In the future, it was planned to establish a lasting peace, for which to the residence of Hetman in the beginning of 1649 had come a "committee" of the Commonwealth headed by Adam Kisiel.

==Results==
The truce was a compromise. It had supporters and opponents on both the Ukrainian as well as the Polish side. Having concluded an armistice, Khmelnytskyi avoided the need to continue the campaign in late autumn during an epidemic that erupted in the Cossack army, which could have resulted in dire consequences for the insurgents.
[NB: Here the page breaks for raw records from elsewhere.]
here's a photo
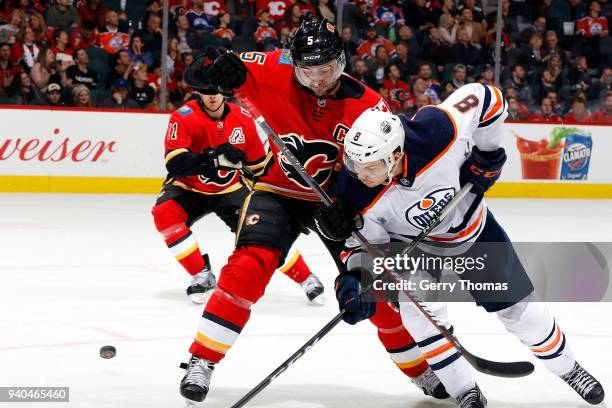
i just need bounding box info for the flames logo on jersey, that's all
[276,134,339,189]
[405,187,455,230]
[198,169,237,187]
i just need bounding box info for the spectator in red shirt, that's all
[382,63,411,112]
[575,1,608,67]
[591,92,612,123]
[576,1,608,38]
[214,11,235,41]
[565,97,592,122]
[257,0,292,22]
[530,97,563,122]
[51,29,74,62]
[203,0,226,18]
[357,23,396,60]
[77,0,108,28]
[70,20,98,49]
[11,27,40,68]
[254,9,277,45]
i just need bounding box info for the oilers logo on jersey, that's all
[276,133,339,189]
[405,187,455,229]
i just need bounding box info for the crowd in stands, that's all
[0,0,610,123]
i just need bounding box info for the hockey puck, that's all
[100,345,116,359]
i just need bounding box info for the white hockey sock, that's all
[496,296,575,376]
[399,300,476,397]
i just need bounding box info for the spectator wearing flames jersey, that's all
[213,12,235,42]
[256,0,292,22]
[382,63,413,112]
[152,48,324,305]
[203,0,226,18]
[254,9,277,45]
[357,23,396,60]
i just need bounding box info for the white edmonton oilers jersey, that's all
[339,83,508,260]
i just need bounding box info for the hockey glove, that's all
[314,199,362,241]
[460,146,507,195]
[202,143,246,174]
[207,48,247,94]
[335,272,376,325]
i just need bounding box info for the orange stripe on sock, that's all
[531,326,561,353]
[423,342,454,360]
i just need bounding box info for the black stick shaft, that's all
[230,312,346,408]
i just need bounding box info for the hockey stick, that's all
[232,92,533,397]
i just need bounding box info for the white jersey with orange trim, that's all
[338,83,508,262]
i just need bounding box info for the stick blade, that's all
[464,349,535,378]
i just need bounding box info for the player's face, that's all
[353,160,390,187]
[201,93,224,112]
[295,60,341,97]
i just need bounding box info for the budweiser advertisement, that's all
[0,107,168,177]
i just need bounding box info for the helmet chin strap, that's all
[386,153,404,184]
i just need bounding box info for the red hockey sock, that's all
[278,250,311,284]
[152,199,205,275]
[189,245,281,363]
[370,302,429,378]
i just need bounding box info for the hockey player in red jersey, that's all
[178,19,447,404]
[151,48,325,305]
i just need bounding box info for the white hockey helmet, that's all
[343,108,405,184]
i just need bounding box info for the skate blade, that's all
[189,291,213,305]
[308,294,326,306]
[184,399,205,408]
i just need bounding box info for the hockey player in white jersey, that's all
[314,83,605,407]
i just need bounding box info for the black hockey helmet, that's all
[290,18,344,67]
[184,47,231,96]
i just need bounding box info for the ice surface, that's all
[0,194,610,407]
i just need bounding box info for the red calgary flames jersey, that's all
[238,49,387,200]
[164,99,268,194]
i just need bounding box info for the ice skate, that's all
[179,355,215,404]
[560,361,605,405]
[456,384,487,408]
[187,266,216,305]
[300,273,325,305]
[411,367,449,399]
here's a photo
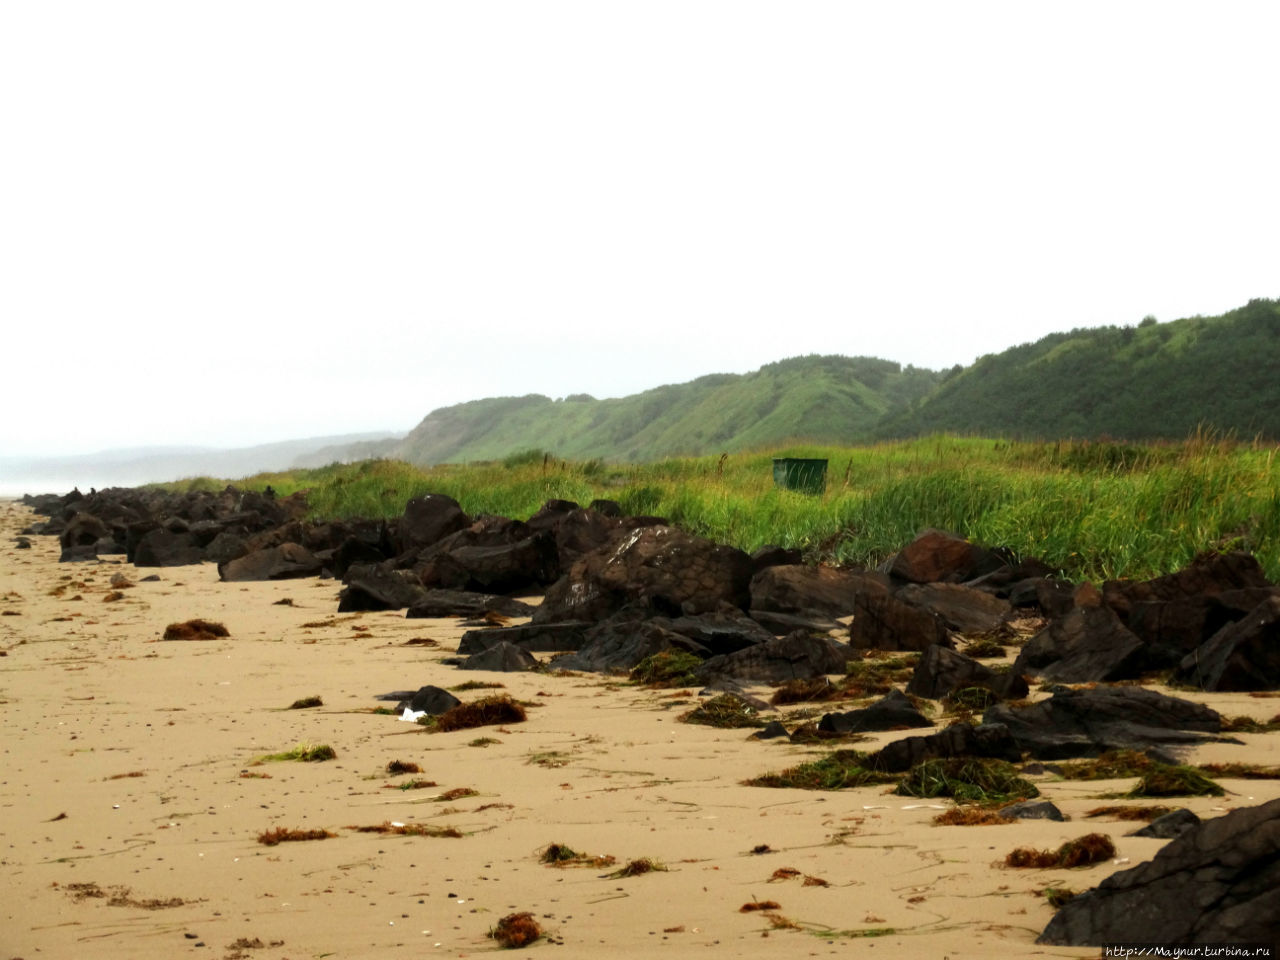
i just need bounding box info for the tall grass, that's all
[157,435,1280,582]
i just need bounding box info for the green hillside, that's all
[394,356,942,464]
[879,298,1280,440]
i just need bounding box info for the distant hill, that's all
[0,432,401,496]
[877,298,1280,441]
[393,356,943,464]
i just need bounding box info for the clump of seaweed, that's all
[1056,750,1154,780]
[434,695,526,733]
[451,680,506,691]
[489,912,542,949]
[288,695,323,709]
[252,743,336,764]
[679,693,766,728]
[842,654,918,695]
[745,750,898,790]
[740,899,782,912]
[1219,714,1280,733]
[770,677,845,706]
[630,649,703,687]
[348,821,462,838]
[386,760,421,775]
[433,787,479,802]
[896,758,1039,806]
[604,858,668,878]
[933,806,1016,826]
[1040,887,1078,908]
[162,619,230,641]
[383,778,438,791]
[1085,805,1176,821]
[1005,833,1116,869]
[257,827,336,846]
[538,843,617,868]
[963,636,1007,659]
[1127,765,1223,798]
[943,686,999,713]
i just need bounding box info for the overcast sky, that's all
[2,1,1277,459]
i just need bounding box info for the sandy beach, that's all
[3,498,1279,960]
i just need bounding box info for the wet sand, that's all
[3,499,1278,960]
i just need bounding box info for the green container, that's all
[772,458,828,494]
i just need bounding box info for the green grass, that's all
[251,743,337,764]
[746,750,899,790]
[153,433,1280,582]
[895,758,1040,806]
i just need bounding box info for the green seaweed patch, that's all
[451,680,506,692]
[896,758,1039,806]
[538,842,617,869]
[1126,765,1223,798]
[1056,750,1155,780]
[288,695,323,709]
[603,858,668,878]
[746,750,899,790]
[679,693,766,729]
[630,650,703,688]
[1198,762,1280,779]
[251,743,336,764]
[770,677,847,706]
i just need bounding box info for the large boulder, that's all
[1009,603,1146,683]
[1038,798,1280,949]
[983,686,1223,761]
[133,529,204,567]
[897,582,1011,635]
[457,622,592,655]
[421,534,560,593]
[338,566,427,612]
[817,689,934,735]
[400,494,469,553]
[550,615,708,674]
[662,609,775,657]
[696,631,852,685]
[1173,593,1280,691]
[865,722,1022,773]
[905,644,1028,701]
[218,543,323,581]
[749,565,889,621]
[535,525,754,623]
[887,529,1005,584]
[1102,550,1272,622]
[459,642,541,672]
[847,590,952,652]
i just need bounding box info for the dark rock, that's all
[400,494,469,552]
[1007,577,1076,617]
[59,543,99,562]
[419,533,559,593]
[983,686,1224,761]
[696,630,852,685]
[1173,594,1280,691]
[524,499,579,535]
[535,525,754,623]
[553,508,624,569]
[749,544,804,572]
[60,512,111,551]
[866,722,1022,773]
[753,720,790,740]
[219,543,323,581]
[457,622,591,655]
[1102,550,1272,623]
[1129,808,1200,840]
[396,685,462,716]
[1127,587,1278,669]
[847,590,952,652]
[338,566,427,612]
[897,582,1011,635]
[406,590,537,620]
[887,529,1004,584]
[1009,603,1146,683]
[203,531,249,565]
[15,537,31,549]
[817,689,934,735]
[459,641,541,672]
[663,609,775,657]
[905,644,1028,701]
[133,529,204,567]
[999,800,1065,821]
[1038,798,1280,948]
[330,535,391,580]
[549,616,709,674]
[748,609,840,635]
[588,499,622,517]
[749,564,888,621]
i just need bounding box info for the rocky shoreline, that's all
[7,485,1280,954]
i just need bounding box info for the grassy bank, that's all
[161,435,1280,582]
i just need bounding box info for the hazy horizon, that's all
[3,2,1277,460]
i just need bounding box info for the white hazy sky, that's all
[2,1,1277,458]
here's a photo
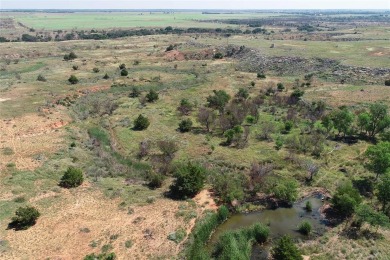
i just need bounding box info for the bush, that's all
[129,87,141,98]
[119,63,126,70]
[120,69,128,76]
[214,52,223,59]
[257,73,266,79]
[385,79,390,86]
[93,67,100,73]
[103,73,109,79]
[178,119,193,132]
[277,83,285,91]
[146,89,159,102]
[72,65,79,70]
[305,201,312,212]
[64,51,77,61]
[252,223,270,243]
[37,74,47,82]
[10,206,40,230]
[166,44,174,52]
[147,172,165,189]
[170,162,206,199]
[68,75,79,84]
[332,181,362,218]
[298,221,312,235]
[133,114,150,130]
[272,235,303,260]
[60,167,84,188]
[84,252,116,260]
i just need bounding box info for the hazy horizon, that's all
[1,0,389,10]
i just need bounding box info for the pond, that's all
[209,195,328,259]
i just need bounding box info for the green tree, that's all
[178,119,193,133]
[355,204,390,232]
[120,69,128,76]
[68,75,79,84]
[267,177,299,205]
[377,172,390,213]
[170,162,206,199]
[332,181,362,218]
[60,167,84,188]
[224,126,243,145]
[10,206,40,230]
[331,107,355,137]
[271,235,303,260]
[277,83,285,92]
[367,103,390,138]
[146,89,159,102]
[365,142,390,179]
[235,88,249,100]
[207,90,231,112]
[133,114,150,130]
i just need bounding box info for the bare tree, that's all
[197,107,216,132]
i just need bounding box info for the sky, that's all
[0,0,389,10]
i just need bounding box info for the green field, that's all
[7,12,285,30]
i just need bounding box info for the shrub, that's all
[272,235,303,260]
[103,73,109,79]
[146,89,159,102]
[93,67,100,73]
[178,119,193,132]
[120,69,128,76]
[119,63,126,70]
[252,223,270,243]
[170,162,206,199]
[167,228,186,243]
[129,87,141,98]
[298,221,312,235]
[284,121,293,133]
[385,79,390,86]
[69,51,77,60]
[37,74,47,82]
[10,206,40,230]
[166,44,174,52]
[277,83,285,91]
[177,98,193,115]
[133,114,150,130]
[332,181,362,218]
[214,52,223,59]
[147,172,165,189]
[59,167,84,188]
[257,73,266,79]
[84,252,116,260]
[305,201,312,212]
[72,65,79,70]
[68,75,79,84]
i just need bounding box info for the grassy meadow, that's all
[0,11,389,260]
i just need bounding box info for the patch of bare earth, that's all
[1,188,217,260]
[0,107,70,171]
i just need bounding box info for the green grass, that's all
[9,12,285,30]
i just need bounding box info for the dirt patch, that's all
[0,108,70,171]
[164,50,185,61]
[0,98,11,102]
[1,187,216,260]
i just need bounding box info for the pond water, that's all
[209,195,328,259]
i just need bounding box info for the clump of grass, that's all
[167,227,186,243]
[125,240,133,248]
[13,196,26,203]
[298,220,312,235]
[305,201,313,212]
[2,147,14,155]
[101,244,113,253]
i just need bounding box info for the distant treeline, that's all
[1,26,269,43]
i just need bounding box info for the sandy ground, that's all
[1,187,217,260]
[0,107,69,171]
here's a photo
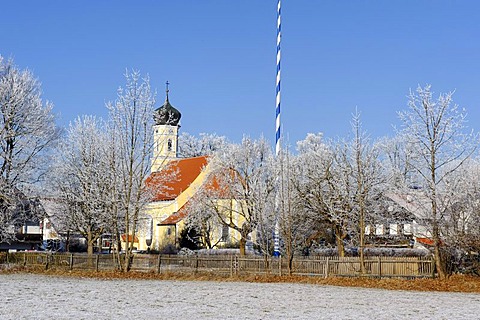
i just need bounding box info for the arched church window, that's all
[221,225,229,242]
[167,139,172,151]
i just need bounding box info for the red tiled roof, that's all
[146,156,209,201]
[121,234,139,243]
[159,205,188,225]
[416,237,435,246]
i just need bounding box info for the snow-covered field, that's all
[0,274,478,320]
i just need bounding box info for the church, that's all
[134,88,241,252]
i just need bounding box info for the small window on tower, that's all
[167,139,172,151]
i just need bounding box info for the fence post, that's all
[195,255,199,274]
[279,256,282,277]
[69,254,74,270]
[268,257,271,275]
[45,254,49,270]
[6,252,8,266]
[157,255,162,274]
[232,256,238,276]
[325,257,329,278]
[378,256,382,278]
[235,256,238,276]
[23,253,27,267]
[431,258,436,279]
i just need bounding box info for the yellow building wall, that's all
[207,198,245,247]
[137,161,210,251]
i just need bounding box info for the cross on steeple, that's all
[165,81,170,101]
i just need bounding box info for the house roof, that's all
[416,237,435,246]
[121,234,139,243]
[158,205,188,225]
[385,192,432,221]
[146,156,209,201]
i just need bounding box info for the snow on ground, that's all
[0,274,479,320]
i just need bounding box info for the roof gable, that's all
[146,156,208,201]
[159,205,188,225]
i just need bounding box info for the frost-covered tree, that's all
[293,133,355,257]
[275,148,319,272]
[107,70,157,271]
[398,85,477,279]
[183,198,224,250]
[0,56,59,242]
[51,116,111,255]
[377,133,418,189]
[334,112,385,270]
[178,132,228,158]
[434,158,480,273]
[294,114,385,264]
[293,133,341,255]
[51,71,172,269]
[186,137,276,255]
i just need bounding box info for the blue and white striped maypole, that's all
[275,0,282,156]
[273,0,282,257]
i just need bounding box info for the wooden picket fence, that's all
[0,252,435,278]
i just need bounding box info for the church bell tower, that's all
[151,81,181,172]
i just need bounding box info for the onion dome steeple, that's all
[154,81,181,126]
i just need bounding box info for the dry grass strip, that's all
[1,266,479,293]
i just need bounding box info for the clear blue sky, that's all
[2,1,479,145]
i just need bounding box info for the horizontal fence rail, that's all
[0,252,435,279]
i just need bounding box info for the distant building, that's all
[363,192,437,249]
[0,194,43,252]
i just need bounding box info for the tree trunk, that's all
[203,224,212,249]
[87,230,94,256]
[334,224,345,257]
[115,234,123,271]
[66,230,70,252]
[359,206,366,274]
[239,237,246,256]
[433,223,447,279]
[431,175,448,279]
[285,240,294,275]
[288,254,294,275]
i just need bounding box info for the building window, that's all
[221,225,229,242]
[167,139,172,151]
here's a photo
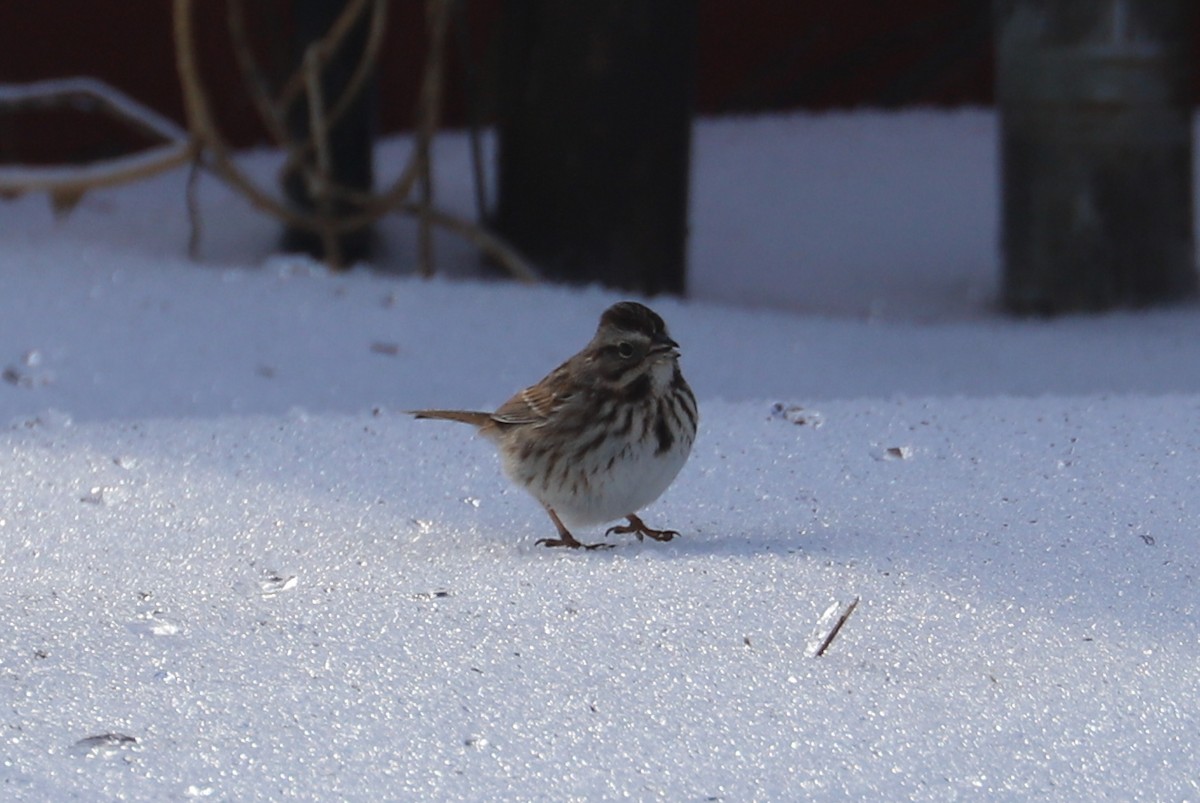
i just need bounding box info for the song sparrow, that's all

However, by signing the truce, the Hetman was forced to withdraw Cossack troops from most of the western-Ukrainian cities and partially from Podillia (Podolia). The truce of Zamość was short-lived, the Commonwealth first grossly violated it (the punitive offensive forces of the Grand Duchy of Lithuania into the Southern Belarus in January–February 1649). Another truce was signed later in Pereiaslav).